Posso però dire che, sicuramente, alla fine del 2010 uscirà un disco che ci accompagnerà poi nel 2011, come mappatura e approfondimento della realtà musicale italiana. Si tratta di un progetto un po’ particolare, poiché parte dai brani di Berio e Donatoni, cui fanno seguito opere di altri musicisti in qualche modo “eretici” nei confronti di queste due grandi personalità del Novecento italiano  (e in particolare di Donatoni).

Ne emerge una situazione curiosa: è infatti interessante osservare come ogni “eresia” porti in sé molto dell’insegnamento dei maestri.
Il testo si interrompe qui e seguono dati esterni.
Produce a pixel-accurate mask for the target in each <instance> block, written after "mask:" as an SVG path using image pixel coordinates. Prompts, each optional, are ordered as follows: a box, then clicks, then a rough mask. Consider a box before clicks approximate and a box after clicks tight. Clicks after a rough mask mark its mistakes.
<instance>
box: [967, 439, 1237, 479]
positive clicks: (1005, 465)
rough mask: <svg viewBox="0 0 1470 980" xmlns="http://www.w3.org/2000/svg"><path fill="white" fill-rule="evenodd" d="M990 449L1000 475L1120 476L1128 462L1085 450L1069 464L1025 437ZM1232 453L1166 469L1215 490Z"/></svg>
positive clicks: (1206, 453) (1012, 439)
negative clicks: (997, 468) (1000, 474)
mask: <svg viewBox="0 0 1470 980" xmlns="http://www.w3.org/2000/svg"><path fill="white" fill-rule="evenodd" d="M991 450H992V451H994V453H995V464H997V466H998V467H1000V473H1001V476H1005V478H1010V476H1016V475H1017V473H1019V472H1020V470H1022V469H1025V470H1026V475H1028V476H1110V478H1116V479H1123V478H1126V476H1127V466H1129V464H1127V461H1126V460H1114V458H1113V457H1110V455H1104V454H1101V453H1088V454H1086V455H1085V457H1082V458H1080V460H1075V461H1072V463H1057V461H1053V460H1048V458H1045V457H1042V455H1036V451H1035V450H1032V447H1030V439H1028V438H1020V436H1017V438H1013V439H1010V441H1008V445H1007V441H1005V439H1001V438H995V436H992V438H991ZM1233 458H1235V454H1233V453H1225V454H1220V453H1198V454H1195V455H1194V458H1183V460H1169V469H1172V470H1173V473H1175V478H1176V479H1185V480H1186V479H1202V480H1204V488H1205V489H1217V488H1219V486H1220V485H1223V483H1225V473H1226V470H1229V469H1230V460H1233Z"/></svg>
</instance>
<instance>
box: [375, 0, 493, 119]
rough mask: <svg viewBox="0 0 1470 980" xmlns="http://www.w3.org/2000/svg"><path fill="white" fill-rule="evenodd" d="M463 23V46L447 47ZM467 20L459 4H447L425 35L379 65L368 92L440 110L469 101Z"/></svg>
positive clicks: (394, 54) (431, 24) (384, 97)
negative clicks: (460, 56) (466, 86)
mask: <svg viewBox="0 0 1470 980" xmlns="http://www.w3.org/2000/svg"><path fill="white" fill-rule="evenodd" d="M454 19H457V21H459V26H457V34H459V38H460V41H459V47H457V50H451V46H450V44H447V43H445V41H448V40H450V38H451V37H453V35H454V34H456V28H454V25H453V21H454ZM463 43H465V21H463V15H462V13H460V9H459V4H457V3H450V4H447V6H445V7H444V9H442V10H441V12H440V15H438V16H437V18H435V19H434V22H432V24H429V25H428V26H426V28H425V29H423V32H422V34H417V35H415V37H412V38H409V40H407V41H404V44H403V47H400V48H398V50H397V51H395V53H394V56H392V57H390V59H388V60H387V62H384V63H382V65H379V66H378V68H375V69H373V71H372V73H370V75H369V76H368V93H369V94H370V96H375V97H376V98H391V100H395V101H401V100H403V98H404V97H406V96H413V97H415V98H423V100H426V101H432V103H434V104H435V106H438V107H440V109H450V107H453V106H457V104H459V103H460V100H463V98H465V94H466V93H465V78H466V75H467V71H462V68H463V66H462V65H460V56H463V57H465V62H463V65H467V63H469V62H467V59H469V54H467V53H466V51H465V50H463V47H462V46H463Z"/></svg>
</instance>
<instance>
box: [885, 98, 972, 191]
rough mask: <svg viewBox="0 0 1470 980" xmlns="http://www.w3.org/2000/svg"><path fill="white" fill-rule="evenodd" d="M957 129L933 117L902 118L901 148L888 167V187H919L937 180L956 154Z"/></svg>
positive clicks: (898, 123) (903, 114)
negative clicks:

Il paradosso è che le conseguenze dell’attività creativa di autori come Berio e Donatoni sono oggi  molto più evidenti in compositori come me, Carlo Boccadoro, Francesco Antonioli, senza un rapporto di diretta filiazione con queste grandi personalità. E alla fine sopravvive molto di più del loro lavoro nel nostro modo di fare musica, di quanto non accada nell’opera dei loro effettivi allievi.